I used Claude to consolidate the multi-stakeholder design review notes. The review surfaced about eleven distinct decisions across roles (faculty, mentors, evaluators, moderators): terminology updates, metric visibility rules, onboarding changes, and deferred items. Synthesising that manually would have taken a day and probably lost some nuance. Claude turned it into a clean confirmed-decisions list in an hour, which I then verified line by line before circulating. The verification step matters. I treat AI output as a sharp first draft, not a source of truth.

I used Claude Code via MCP inside my own writing and notes environment to keep PRD, design notes, and meeting summaries in the same context. This sounds like a small thing but it changed something real: I stopped losing the thread between “what mentors said in research” and “what the PRD claims they need.” The artifacts started reinforcing each other instead of drifting.

None of this was about being faster, although it was faster. It was about doing the dual PM-and-design role well enough that neither side got short-changed. The AI tooling was load-bearing for that, in the same way that having a senior PM partner would have been if I’d had one.

What I learned along the way

Four things came up in passing from mentors or Ops, and each one ended up shaping a real design decision.

1. Mentors weren’t confused. They didn’t trust the dashboard.

The UI wasn’t the failure. The data was. Or more accurately, the gap between what the dashboard said and what Ops told mentors over WhatsApp. Once I started treating this as a trust problem instead of a usability problem, almost everything downstream changed, including how we’d measure whether the redesign actually worked.

2. The operational team understood the system better than the user did.

Mentors experienced friction one mentor at a time.
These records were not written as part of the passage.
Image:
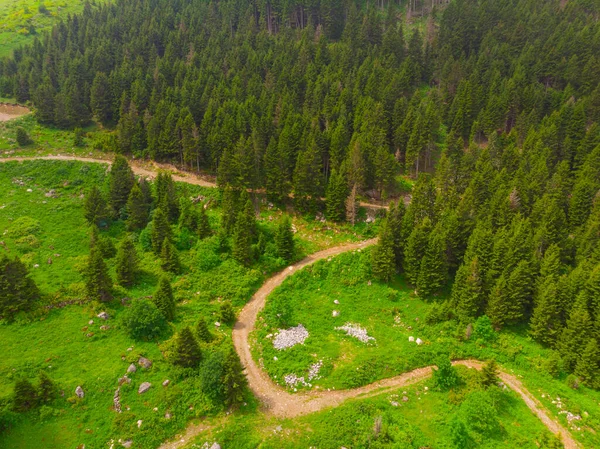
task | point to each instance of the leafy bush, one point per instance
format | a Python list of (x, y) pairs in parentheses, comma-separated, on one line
[(143, 321), (24, 226)]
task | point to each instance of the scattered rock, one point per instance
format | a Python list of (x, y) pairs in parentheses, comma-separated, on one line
[(144, 362), (286, 338), (354, 330)]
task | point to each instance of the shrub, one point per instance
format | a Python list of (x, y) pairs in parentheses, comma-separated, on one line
[(143, 321), (23, 138)]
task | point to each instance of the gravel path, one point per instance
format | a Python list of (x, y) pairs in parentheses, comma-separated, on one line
[(278, 401)]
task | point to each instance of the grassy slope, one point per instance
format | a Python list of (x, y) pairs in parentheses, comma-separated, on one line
[(57, 341), (308, 297), (423, 421)]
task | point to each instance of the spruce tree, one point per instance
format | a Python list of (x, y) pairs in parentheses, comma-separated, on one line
[(18, 292), (234, 380), (138, 210), (414, 250), (433, 273), (24, 396), (284, 239), (186, 353), (468, 299), (576, 334), (164, 300), (588, 366), (335, 197), (47, 390), (161, 230), (227, 313), (94, 207), (382, 256), (121, 183), (202, 331), (169, 259), (127, 263), (98, 284), (489, 374), (203, 230)]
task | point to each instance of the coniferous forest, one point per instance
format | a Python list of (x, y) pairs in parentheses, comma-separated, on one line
[(489, 108)]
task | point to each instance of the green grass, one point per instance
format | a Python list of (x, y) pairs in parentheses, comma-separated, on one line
[(22, 20), (57, 341), (391, 314), (422, 421)]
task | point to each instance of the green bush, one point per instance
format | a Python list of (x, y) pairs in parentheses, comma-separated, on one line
[(143, 321)]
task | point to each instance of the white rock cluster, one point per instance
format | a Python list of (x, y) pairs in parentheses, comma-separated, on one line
[(354, 330), (286, 338)]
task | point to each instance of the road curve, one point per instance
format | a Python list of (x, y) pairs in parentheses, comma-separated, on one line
[(278, 401)]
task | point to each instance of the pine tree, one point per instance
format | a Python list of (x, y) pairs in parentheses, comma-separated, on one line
[(588, 366), (382, 256), (18, 292), (489, 374), (95, 207), (98, 284), (24, 396), (47, 390), (202, 331), (335, 197), (127, 263), (121, 183), (138, 210), (186, 353), (164, 300), (101, 101), (234, 381), (433, 272), (226, 313), (414, 250), (161, 229), (203, 229), (169, 259), (576, 334), (467, 297), (284, 239)]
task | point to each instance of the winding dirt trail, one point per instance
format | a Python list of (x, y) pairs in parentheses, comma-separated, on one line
[(275, 399)]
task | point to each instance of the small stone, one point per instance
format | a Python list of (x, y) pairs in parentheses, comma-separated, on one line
[(144, 362)]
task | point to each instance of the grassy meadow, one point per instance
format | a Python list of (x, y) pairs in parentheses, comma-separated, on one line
[(391, 314)]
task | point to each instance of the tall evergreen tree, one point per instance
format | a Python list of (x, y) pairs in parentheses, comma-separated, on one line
[(164, 299), (186, 353)]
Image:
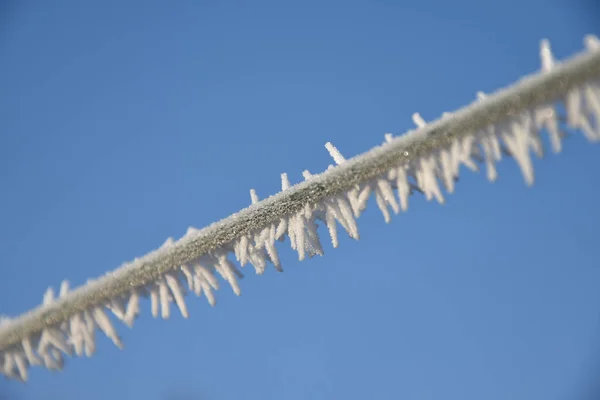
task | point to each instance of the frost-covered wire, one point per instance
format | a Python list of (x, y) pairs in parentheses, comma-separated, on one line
[(426, 160)]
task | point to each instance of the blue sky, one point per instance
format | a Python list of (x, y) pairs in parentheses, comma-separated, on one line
[(123, 123)]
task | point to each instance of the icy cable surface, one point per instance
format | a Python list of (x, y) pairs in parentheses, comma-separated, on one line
[(426, 160)]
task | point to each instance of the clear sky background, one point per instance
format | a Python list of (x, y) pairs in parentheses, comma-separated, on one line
[(122, 123)]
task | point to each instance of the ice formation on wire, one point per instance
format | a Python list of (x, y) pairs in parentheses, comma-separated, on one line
[(430, 174)]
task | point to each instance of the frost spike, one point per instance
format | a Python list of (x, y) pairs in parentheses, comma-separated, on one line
[(177, 291), (335, 153), (508, 122)]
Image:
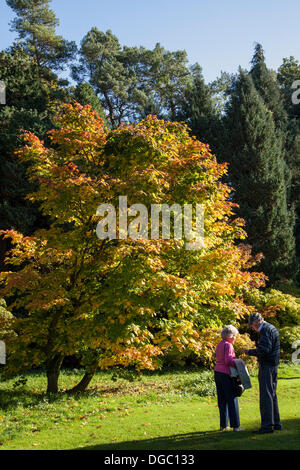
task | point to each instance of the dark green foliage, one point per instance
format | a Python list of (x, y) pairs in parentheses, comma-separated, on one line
[(257, 173), (84, 94), (26, 108), (198, 109), (35, 24)]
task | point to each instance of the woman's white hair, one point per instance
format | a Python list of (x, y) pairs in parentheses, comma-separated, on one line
[(229, 331)]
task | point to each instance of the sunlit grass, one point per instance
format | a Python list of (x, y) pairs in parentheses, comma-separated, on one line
[(171, 410)]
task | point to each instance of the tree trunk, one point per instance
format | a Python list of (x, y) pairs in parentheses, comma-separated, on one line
[(53, 369), (84, 382)]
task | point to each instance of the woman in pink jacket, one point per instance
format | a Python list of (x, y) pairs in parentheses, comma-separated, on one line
[(227, 402)]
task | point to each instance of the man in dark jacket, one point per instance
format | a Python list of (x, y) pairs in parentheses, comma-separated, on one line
[(268, 355)]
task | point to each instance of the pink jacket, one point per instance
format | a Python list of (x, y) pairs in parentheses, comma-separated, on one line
[(225, 357)]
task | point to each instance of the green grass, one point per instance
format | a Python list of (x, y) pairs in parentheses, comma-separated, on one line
[(169, 411)]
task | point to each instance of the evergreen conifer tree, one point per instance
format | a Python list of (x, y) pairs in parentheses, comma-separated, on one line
[(257, 173)]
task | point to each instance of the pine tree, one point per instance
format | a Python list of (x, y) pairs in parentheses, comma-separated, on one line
[(265, 81), (84, 94), (36, 26), (257, 173)]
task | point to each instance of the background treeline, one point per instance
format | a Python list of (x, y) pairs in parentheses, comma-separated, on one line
[(248, 120)]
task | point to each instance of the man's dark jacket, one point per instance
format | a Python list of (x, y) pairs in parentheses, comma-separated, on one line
[(268, 346)]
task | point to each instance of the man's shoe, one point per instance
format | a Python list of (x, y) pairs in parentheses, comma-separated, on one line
[(263, 431)]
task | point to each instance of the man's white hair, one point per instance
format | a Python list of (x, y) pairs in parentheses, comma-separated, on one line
[(229, 331)]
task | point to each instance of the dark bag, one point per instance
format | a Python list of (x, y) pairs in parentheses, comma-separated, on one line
[(238, 388)]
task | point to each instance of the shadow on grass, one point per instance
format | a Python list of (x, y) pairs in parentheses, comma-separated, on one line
[(287, 439)]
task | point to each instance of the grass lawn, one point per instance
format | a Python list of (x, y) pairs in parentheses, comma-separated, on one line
[(162, 411)]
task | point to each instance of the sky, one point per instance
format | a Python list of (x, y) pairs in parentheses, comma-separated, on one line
[(218, 34)]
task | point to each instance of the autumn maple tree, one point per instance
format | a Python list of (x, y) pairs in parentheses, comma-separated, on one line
[(122, 301)]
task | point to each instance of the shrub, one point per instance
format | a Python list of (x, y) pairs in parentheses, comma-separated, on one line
[(287, 336)]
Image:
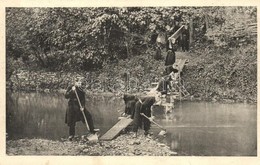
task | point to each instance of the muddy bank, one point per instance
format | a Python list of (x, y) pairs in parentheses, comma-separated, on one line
[(123, 145)]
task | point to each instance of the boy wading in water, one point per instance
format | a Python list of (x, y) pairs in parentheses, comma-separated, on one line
[(74, 111)]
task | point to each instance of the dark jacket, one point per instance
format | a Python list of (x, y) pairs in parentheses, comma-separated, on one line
[(143, 106), (130, 101), (170, 58), (163, 86), (73, 113)]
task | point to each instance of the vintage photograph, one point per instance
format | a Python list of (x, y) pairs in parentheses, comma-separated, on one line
[(131, 81)]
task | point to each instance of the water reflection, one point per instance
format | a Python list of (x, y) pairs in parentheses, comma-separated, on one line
[(210, 129), (37, 115)]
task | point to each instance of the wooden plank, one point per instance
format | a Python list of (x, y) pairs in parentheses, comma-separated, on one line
[(115, 130)]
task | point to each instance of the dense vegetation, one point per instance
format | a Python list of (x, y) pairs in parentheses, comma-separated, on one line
[(108, 42)]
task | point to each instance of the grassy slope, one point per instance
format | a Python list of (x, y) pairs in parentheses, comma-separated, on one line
[(211, 75)]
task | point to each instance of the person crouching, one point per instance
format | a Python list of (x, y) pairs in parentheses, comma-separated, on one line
[(143, 106)]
Ops experienced it in aggregate. So Ops had a sharper, more compressed view of where things actually broke, and they’d been quietly designing around it for years. If I’d designed only for mentors and not with Ops, I’d have just made a prettier version of the same broken thing.

3. The dashboard’s biggest design problems weren’t in the dashboard.

Stale availability data wasn’t fixable inside the availability screen. Confirmation friction wasn’t fixable inside the confirmation flow. The real fixes were structural. Changing the mental model the system used (lifecycle instead of list, defaults plus exceptions instead of weekly declarations) was the work. Treating each screen as the unit of design was the trap.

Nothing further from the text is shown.